Duygusal açıdan bireyler, sahip oldukları
değerin “Emek”, “Personel” veya “İnsan kaynağı” olarak değil. Hiyerarşik düzeyi
ne olursa olsun tam saygı ve itibar gören ve bireysel niteliklerinden dolayı
takdir edilen insan değeri olarak tanınmasını isterler. Entelektüel açıdan
bireyler, düşüncelerinin başkaları tarafından arandığını ve dikkate alındığını,
başkalarının onları kendi düşüncelerini aktaracak zeki kabul ettiklerini bilmek
isterler.

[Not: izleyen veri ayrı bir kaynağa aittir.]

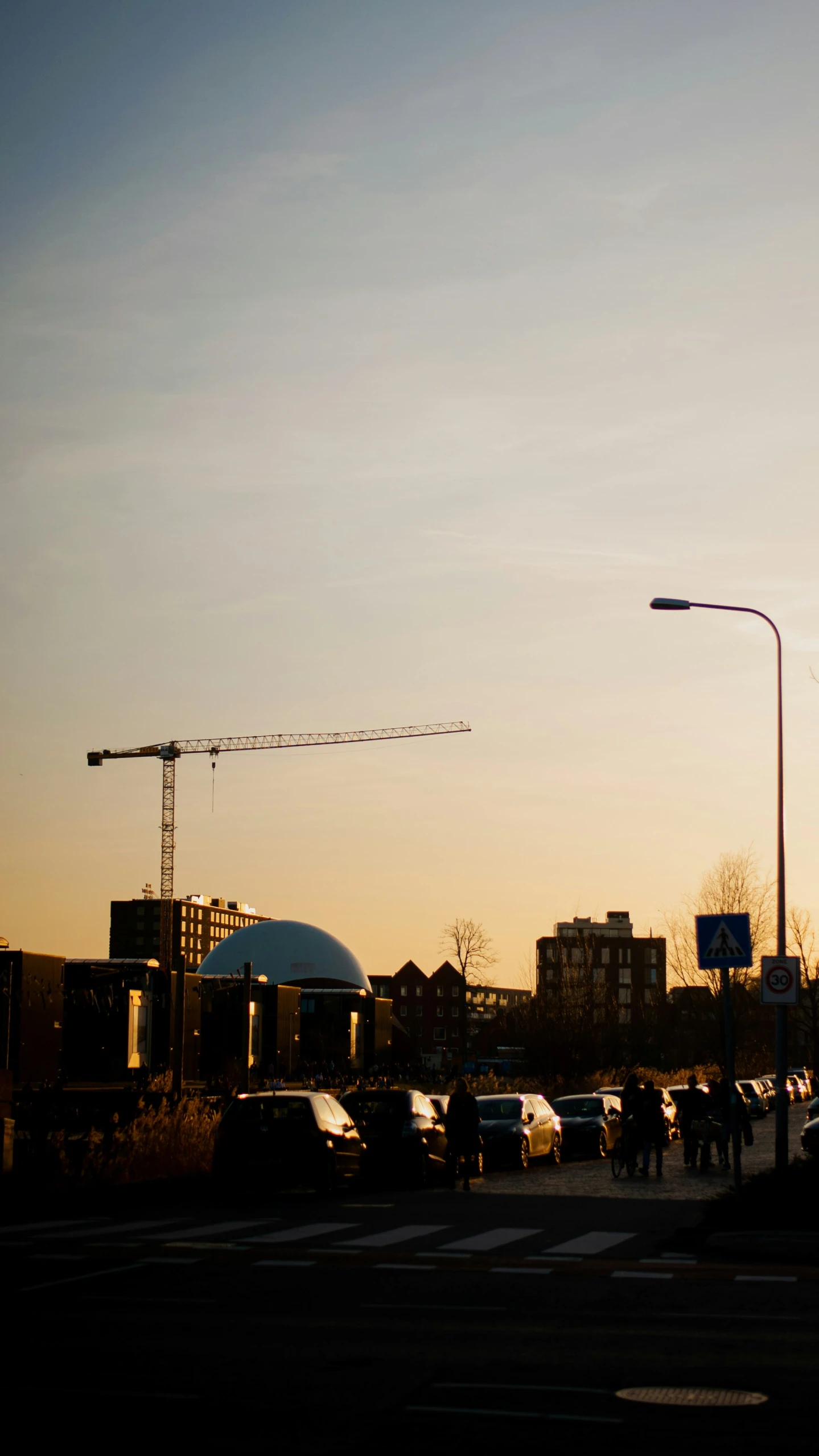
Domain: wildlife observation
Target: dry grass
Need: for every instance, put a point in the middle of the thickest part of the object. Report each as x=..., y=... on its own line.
x=168, y=1140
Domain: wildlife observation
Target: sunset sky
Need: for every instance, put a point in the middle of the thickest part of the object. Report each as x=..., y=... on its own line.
x=372, y=363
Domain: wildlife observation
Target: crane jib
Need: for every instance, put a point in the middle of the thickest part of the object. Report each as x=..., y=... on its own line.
x=174, y=749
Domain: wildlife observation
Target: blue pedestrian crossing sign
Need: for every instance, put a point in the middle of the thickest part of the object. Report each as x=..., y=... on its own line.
x=723, y=941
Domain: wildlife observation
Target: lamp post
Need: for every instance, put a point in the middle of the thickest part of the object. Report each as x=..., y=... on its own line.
x=781, y=1137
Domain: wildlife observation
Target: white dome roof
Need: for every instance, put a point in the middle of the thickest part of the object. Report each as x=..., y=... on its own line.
x=289, y=952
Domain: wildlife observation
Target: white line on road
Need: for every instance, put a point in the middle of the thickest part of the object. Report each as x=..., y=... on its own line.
x=640, y=1274
x=402, y=1235
x=594, y=1243
x=206, y=1230
x=303, y=1231
x=285, y=1264
x=493, y=1239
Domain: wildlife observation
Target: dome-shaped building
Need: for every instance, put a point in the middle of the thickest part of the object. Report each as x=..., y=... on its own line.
x=287, y=952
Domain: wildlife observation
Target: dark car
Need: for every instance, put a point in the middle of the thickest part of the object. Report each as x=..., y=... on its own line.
x=287, y=1137
x=518, y=1126
x=810, y=1137
x=404, y=1133
x=755, y=1098
x=589, y=1124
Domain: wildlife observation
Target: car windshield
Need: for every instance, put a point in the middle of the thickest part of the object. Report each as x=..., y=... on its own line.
x=270, y=1108
x=500, y=1108
x=375, y=1108
x=579, y=1106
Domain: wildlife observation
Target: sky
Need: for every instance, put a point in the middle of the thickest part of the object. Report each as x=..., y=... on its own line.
x=372, y=365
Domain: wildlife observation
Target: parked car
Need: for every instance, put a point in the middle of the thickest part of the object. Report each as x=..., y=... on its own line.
x=810, y=1137
x=589, y=1124
x=404, y=1133
x=516, y=1127
x=283, y=1137
x=755, y=1097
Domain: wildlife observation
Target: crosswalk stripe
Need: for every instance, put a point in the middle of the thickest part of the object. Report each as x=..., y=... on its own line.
x=47, y=1223
x=111, y=1230
x=594, y=1243
x=216, y=1228
x=402, y=1235
x=303, y=1231
x=493, y=1239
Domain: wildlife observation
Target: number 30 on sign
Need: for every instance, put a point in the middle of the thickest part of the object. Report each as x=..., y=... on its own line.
x=780, y=980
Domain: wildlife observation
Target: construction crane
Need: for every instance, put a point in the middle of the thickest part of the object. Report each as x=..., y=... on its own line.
x=172, y=750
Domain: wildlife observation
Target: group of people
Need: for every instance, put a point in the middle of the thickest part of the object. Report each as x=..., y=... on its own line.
x=705, y=1120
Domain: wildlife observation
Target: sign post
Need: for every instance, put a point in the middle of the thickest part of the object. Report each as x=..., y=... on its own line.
x=723, y=944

Yaptığımız görüşmelerde sıklıkla ifade edilen “bunlar bildiğim herkes
için geçerli” ya da “her kes…. hissetmek ister” şeklindeki sözler ve sürekli
olarak “kişiler”, “insanlar” kelimelerine gönderme yapılıyor olması, adil
sürecin taşıdığı entelektüel ve duygusal tanınmanın neredeyse evrensel değerini
yöneticilerin görmeleri gerektiği tezini pekiştirmektedir.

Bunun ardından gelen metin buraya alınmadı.